Danville, along with the rest of the Bay Area, is required to complete the latest update to the Housing Element of the town's General Plan by the end of January, in order to meet its Regional Housing Needs Allocation numbers.
"In order to meet the 2023-2031 (RHNA) allocation and provide sufficient capacity for housing development, the Housing Element identifies sites to provide for additional residential development and to increase allowed residential densities on existing residential sites to meet affordability requirements," officials said in the draft report released Sept. 13.
The public review period for the draft EIR is the latest phase of the Housing Element update. While an EIR is a necessary part of the process, it's not the only part.
"The basic requirements for an EIR include discussions of the environmental setting, significant environmental impacts including growth-inducing impacts, cumulative impacts, mitigation measures, and alternatives," officials said in the report. "It is not the intent of an EIR to recommend either approval or denial of a project."
The release of draft EIR this week marks the beginning of the 45-day public review period of the document. A final EIR will be prepared after the review period. Public hearings with the Planning Commission are set for later in the fall, followed by public hearings with the Town Council ahead of the January deadline.
With the EIR being one part of the latest update, the Housing Element is itself a component of the town's General Plan, which has been a requirement from the state since 1969.
"Among other requirements, Housing Elements must identify, analyze, and make adequate provision for the existing and projected housing needs of all economic segments of the community," Danville officials said in the report. "California's housing-element law acknowledges that, in order for the private market to adequately address the housing needs and demand of Californians, local governments must adopt plans and regulatory systems that provide opportunities for housing development."
The Housing Element currently in effect was approved in 2015, with the update set to encompass 2023 to 2030.
With the latest Housing Element update process coming in the wake of Senate Bill 330, which aims to address the state's housing shortfall, the 2,241 new housing units that the town is tasked with accommodating are required to be incorporated.
As part of the update process, the new Housing Element includes sites identified for increased density in order to help meet RHNA requirements.
The draft EIR includes a list of projects in the planning process that are aimed at helping to meet housing needs. Several housing projects are already complete or under construction, with the exception of a senior housing project on West El Pintado and a proposed townhouse development at the Borel property on Fostoria Way. The former was approved, with construction not having yet commenced, while the latter has a pending application.

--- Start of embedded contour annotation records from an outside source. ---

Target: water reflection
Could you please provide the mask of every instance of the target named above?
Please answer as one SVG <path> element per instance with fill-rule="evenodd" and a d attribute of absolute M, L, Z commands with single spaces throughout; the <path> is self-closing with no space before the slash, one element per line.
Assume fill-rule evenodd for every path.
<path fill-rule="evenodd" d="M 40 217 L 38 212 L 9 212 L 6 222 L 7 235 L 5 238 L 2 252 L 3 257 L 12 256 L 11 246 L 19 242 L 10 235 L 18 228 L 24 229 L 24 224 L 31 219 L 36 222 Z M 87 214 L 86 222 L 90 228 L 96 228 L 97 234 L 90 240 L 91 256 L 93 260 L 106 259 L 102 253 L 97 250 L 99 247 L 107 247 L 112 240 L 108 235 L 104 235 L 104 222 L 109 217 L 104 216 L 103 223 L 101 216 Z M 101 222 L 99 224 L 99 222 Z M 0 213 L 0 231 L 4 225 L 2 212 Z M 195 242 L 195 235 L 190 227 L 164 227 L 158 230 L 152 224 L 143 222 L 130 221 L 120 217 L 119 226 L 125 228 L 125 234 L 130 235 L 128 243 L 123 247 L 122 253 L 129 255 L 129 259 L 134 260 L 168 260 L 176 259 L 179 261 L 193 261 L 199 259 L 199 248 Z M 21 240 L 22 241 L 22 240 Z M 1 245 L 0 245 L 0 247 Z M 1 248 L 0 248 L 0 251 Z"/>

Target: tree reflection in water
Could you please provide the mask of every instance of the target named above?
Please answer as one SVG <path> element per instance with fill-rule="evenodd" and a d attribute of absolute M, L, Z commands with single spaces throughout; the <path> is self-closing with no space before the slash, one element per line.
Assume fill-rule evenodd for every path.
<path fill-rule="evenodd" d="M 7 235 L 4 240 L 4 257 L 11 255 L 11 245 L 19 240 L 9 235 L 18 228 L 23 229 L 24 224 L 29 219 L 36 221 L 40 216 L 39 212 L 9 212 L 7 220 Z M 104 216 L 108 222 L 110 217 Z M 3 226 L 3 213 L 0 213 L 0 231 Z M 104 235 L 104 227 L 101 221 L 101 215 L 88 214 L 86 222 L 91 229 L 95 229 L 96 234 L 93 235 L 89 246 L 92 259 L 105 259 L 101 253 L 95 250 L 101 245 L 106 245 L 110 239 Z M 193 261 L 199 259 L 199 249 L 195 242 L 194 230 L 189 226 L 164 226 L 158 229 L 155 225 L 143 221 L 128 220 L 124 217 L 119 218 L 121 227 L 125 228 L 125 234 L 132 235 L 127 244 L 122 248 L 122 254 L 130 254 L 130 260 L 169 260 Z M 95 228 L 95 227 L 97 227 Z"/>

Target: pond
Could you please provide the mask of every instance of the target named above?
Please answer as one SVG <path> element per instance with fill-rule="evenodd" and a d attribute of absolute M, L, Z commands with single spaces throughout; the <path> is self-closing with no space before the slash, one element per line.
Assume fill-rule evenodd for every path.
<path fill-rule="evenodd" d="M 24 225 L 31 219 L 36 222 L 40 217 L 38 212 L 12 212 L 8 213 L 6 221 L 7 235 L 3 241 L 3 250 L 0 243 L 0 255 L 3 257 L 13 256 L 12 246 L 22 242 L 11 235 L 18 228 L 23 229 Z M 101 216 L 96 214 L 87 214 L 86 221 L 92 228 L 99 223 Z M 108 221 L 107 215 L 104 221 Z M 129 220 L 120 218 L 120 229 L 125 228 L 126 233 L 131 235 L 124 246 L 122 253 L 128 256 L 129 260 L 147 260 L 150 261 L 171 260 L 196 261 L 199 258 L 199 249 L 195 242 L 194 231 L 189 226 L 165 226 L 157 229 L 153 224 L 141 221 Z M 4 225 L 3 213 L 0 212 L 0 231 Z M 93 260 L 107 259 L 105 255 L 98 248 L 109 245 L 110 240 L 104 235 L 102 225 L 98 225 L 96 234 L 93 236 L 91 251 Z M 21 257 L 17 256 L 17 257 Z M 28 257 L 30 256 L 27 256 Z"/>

While Danville's agricultural roots are mostly in the past, the Borel property is noted in the draft report as having been classified as "unique farmland" in past updates, but no longer qualifies.
"The site has not been actively farmed since at least 2009 and thus, based on both the definition of Unique Farmland as 'land must have been cropped at some time during the four years prior to the mapping date', the Borel Property can no longer be recognized as Unique Farmland," officials said in the report.
While the report outlines mitigation measures that are expected to reduce environmental impacts identified in the EIR process, officials conclude that the need to allow for additional housing could have both anticipated and unanticipated impacts.
"Future construction activities on the candidate housing sites would require the use of nonrenewable construction materials ... Nonrenewable resources and energy would also be consumed during the manufacturing and transportation of building materials, site preparation, and construction of the buildings," officials said in the report. "Construction details on each individual project are not currently known and, therefore, cannot be quantified."
However, the report points to measures in the town's General Plan that are expected to mitigate and counter significant environmental impacts.
Overall, the new housing sites identified earlier in the update process are expected to have a minimal impact, by making use of underutilized land and locations near existing developments.
The draft EIR is available for public review on the town's website through Oct. 28. Public comments are invited in writing or at an upcoming public hearing on Sept. 27.